Norwegian journalist and politician

Sverre Østhagen (21 February 1918 – 15 January 1990) was a Norwegian journalist and politician for the Labour Party.

==Career==
Østhagen was born in Hamar, a son of Gunnar Østhagen and Louise Rudberg. From 1937 he worked for the sports magazine Idrettsbladet. During the occupation of Norway by Nazi Germany he edited the illegal newspaper Den annen front from 1941 to 1943, when he had to flee to Sweden. He worked for the military intelligence office at the Norwegian Legation in Stockholm from 1943 to 1945, assisting Brynjulv Sjetne, who was the leader of ØXU, the Eastern Norway chapter of the clandestine organization XU. Østhagen recruited several agents for ØXU, including his own father, who was stationmaster at Ådalsbruk Station. He also operated as a courier crossing the Norway–Sweden border several times.

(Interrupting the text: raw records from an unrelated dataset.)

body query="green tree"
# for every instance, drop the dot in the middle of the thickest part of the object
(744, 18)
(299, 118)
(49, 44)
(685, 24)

Østhagen was a journalist for Hamar Arbeiderblad from 1945. He was a member of the municipal council for Elverum Municipality from 1945 to 1947. From 1947 to 1951 he was vice mayor of Elverum. He served as a deputy representative to the Norwegian Parliament from Hedmark during two terms, from 1950 to 1957. From 1975 to 1979 he was a member of the County council of Hedmark. He was member of the board of Hedmark Energiverk from 1979. He was a member of the publicity committee of the Norwegian Press Association, and chaired local journalist organizations in both Hamar and Elverum.

Østhagen published several books on the local history of Østerdalen. These include Sør-Østerdal Skikrets historie from 1959 and Østerdalen - vårt nye turistdistrikt from 1965, on skiing and tourism. He wrote the history of three local electricity companies, Elverum Elektrisitetsverk, Åmot Elektrisitetsverk and Hedmark Energiverk.